In other news, the U.S. dollar spiked higher and posted a life-of-contract close. The dollar’s rally was based on the neutrality of the Trump/Ukraine telephone transcripts. Usually, a strong dollar is considered a detriment to U.S. exports, particularity agricultural exports.
Thursday, USDA will issue its latest sales and exports data. The last few weeks have shown very slow business, with China a major canceler of U.S. cotton. Last week, China canceled 39,000 bales, and the prior week, some 24,000 bales. Conclusively, if the U.S. is not selling cotton below 60 cents, how can it possibly sell more with cotton above 60 cents.
The National Hurricane Service is showing no less than four “tropical things” out in the Atlantic. Currently, none of those events seem to be threatening the U.S. mainland.
As the calendar rushes towards the end of the month, and the end of quarter, speculators continue to weasel out of their net short positions.
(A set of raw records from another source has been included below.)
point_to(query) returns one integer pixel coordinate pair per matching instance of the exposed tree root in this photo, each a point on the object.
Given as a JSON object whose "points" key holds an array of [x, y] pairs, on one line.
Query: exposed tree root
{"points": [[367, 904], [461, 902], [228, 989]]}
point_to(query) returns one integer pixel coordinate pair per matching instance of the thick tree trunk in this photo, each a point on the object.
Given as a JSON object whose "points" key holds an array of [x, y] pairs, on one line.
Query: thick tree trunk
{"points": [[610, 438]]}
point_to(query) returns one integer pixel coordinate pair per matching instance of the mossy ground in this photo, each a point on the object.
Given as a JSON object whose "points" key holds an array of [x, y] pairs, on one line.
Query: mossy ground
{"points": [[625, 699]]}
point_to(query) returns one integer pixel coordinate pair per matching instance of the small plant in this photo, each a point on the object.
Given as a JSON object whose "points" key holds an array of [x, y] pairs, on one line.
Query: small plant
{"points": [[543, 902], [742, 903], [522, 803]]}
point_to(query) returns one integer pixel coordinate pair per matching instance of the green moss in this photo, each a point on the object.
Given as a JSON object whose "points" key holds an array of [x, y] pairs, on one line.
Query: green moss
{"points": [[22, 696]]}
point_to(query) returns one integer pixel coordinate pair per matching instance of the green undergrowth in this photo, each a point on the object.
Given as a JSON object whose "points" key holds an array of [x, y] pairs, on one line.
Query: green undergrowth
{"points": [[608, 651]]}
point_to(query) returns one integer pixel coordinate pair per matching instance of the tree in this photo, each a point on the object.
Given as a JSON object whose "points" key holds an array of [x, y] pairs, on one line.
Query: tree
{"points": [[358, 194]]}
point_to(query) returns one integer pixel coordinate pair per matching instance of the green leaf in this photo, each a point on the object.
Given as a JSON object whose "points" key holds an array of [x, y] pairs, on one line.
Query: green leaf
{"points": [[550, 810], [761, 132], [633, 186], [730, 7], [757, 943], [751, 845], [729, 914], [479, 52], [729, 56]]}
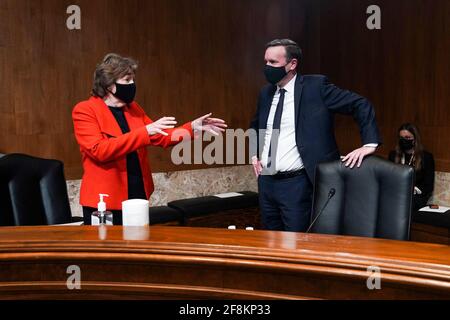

At their peak, speculators were net short 49,000 contracts. However, the latest government has them about half of their original positions. Thus, every time the market ducks, speculators step in and buy.
Wednesday, December cotton settled at 60.45 cents, up 0.05 cent, March ended at 61.17 cents, off 0.02 cent and December 2020 ended at 63.74 cents up 0.15 cent. Wednesday’s estimated volume was 16,326 contracts.